A dos años fuera, ha habido altas y bajas. Con fortuna la mayoría han sido muy positivas e incluso siento que ya estoy entrando en el ciclo de oportunidades y reconocimiento que tenía en Venezuela, a pesar de haber cambiado de trabajo y de aún no tener un círculo profesional más cercano a más colegas colombianos. Y sí, desde que Gustavo Petro llegó al poder, un ambiente menos amable que con Iván Duque en materia institucional, legal y cultural, sin que debamos hablar de la gravedad de los episodios de xenofobia de Chile y Perú, aunque ha desmejorado con el acercamiento al gobierno de Maduro y sus narrativas anti-EEUU, de negación de la migración y el supuesto regreso a Venezuela.

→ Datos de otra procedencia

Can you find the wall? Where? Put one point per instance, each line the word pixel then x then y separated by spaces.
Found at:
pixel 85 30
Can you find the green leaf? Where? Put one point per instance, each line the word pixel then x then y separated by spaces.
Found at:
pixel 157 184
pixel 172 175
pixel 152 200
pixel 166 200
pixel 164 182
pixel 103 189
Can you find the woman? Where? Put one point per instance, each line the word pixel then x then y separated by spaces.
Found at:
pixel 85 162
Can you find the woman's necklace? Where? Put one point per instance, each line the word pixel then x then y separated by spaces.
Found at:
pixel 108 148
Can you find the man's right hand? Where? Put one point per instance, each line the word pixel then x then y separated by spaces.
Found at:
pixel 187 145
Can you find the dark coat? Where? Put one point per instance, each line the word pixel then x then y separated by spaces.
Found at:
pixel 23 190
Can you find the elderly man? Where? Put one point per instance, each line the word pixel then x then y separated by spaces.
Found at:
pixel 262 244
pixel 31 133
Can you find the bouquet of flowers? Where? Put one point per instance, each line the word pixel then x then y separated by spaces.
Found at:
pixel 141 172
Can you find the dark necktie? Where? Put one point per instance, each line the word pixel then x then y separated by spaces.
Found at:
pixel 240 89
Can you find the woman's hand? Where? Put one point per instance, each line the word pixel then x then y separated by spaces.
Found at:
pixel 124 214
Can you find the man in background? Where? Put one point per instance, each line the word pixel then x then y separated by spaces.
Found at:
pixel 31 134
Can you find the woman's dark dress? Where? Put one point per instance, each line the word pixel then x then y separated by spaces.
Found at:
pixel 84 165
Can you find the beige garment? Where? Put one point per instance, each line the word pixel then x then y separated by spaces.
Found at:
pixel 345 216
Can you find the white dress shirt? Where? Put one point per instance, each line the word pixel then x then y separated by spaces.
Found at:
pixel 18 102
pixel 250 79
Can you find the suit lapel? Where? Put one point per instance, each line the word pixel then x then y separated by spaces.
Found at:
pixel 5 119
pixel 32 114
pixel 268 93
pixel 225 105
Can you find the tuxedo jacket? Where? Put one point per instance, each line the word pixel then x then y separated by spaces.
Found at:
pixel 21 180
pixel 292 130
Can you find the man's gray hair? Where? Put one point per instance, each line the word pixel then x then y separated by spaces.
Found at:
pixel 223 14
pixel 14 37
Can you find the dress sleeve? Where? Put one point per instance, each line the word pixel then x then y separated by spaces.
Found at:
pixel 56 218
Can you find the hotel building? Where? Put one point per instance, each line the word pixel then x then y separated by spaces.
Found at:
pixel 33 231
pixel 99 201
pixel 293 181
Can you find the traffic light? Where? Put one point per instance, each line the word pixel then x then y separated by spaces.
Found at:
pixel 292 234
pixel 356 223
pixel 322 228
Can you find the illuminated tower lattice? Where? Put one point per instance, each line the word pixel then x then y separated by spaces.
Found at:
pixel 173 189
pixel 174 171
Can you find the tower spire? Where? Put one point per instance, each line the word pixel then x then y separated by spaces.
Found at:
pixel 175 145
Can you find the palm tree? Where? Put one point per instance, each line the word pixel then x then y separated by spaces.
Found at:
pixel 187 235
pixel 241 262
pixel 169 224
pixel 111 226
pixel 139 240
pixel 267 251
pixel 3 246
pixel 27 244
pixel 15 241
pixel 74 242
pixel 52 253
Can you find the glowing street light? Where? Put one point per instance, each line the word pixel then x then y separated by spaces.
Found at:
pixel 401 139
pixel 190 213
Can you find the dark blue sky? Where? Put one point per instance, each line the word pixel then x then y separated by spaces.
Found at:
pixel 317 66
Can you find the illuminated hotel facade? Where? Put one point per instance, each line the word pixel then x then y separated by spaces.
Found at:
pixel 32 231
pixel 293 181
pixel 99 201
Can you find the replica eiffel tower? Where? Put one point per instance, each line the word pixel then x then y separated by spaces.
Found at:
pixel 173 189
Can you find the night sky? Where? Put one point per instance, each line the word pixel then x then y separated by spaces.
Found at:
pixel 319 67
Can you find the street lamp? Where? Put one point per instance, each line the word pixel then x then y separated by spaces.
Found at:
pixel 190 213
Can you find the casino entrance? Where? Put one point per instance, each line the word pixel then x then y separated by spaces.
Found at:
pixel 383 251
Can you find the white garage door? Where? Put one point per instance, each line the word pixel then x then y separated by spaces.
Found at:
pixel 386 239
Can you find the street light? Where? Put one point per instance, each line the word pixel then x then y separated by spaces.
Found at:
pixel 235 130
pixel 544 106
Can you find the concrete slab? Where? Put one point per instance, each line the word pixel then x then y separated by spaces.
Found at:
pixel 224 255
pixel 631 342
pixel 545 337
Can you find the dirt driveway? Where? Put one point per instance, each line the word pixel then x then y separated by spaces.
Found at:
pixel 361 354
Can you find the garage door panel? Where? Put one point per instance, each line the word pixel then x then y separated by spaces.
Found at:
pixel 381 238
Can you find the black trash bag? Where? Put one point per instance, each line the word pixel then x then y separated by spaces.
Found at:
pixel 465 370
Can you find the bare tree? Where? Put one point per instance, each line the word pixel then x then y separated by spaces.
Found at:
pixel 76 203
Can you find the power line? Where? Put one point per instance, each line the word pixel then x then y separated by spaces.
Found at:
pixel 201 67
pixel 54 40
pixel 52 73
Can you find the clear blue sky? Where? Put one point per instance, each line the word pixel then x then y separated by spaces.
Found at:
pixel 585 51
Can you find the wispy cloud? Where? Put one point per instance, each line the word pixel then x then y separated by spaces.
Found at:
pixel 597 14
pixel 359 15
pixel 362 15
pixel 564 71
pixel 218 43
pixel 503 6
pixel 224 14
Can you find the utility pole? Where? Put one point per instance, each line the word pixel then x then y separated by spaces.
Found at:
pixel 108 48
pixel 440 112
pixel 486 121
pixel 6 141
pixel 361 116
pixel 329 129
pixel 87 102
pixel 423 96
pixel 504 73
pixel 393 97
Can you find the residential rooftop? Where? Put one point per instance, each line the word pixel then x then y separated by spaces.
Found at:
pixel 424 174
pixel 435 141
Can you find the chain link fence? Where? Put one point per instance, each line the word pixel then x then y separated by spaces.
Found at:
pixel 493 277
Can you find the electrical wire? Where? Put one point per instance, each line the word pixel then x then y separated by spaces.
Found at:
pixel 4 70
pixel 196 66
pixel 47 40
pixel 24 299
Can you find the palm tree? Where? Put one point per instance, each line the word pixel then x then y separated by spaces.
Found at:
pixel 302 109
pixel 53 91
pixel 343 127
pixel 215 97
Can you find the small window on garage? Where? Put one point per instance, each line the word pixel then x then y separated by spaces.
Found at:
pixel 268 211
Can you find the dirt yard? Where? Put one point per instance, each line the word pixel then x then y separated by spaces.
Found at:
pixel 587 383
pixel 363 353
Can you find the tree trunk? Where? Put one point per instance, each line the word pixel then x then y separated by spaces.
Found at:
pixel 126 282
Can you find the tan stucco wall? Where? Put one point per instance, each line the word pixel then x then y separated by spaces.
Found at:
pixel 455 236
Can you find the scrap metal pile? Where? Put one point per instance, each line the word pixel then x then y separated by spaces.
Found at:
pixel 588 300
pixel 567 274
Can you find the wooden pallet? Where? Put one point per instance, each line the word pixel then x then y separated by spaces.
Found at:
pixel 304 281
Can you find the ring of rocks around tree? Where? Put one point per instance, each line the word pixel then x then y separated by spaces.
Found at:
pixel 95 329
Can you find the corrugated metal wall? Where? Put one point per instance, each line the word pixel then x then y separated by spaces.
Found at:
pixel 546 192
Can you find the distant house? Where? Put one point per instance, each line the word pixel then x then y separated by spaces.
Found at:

Y tenemos duelo. Porque ahora ya no vivimos en un lugar con la red de apoyo familiar, de amigos y conocidos de antes. Porque tenemos que tomar avión para ir a la playa. Porque hay nostalgia por lo pasado aunque también alegría por lo nuevo. Porque nos gustan cosas y nos desagradan otras, porque el cambio es bueno pero no siempre un paseo. Por muchas razones más, pequeñas y grandes, pero con Cédula de Extranjería, trabajo y mejor vida, también tenemos un duelo que nos duró muchos meses. E incluso a veces todavía se me "agua el guarapo" cuando leo o veo algunas cosas de Maracay, noticias de allá o recuerdos.
Y sí, a pesar de tener una Cédula de Extranjería que me da -por ahora- un estatus legal más cómodo. A pesar de un contrato con un buen sueldo que me abrió al mundo laboral, profesional y social por una puerta inmensa. A pesar de mi visa de trabajo (que no me dejaron sacar en Venezuela) pero ese es tema para otra publicación. Porque también somos, Aruska y yo, venezolanos que nos vimos forzados a buscar y aceptar oportunidades que de otra manera, sin el desastre político, económico y las amenazas personales que sufrí en Venezuela, no hubiese considerado ni tomado de otra forma. También huimos.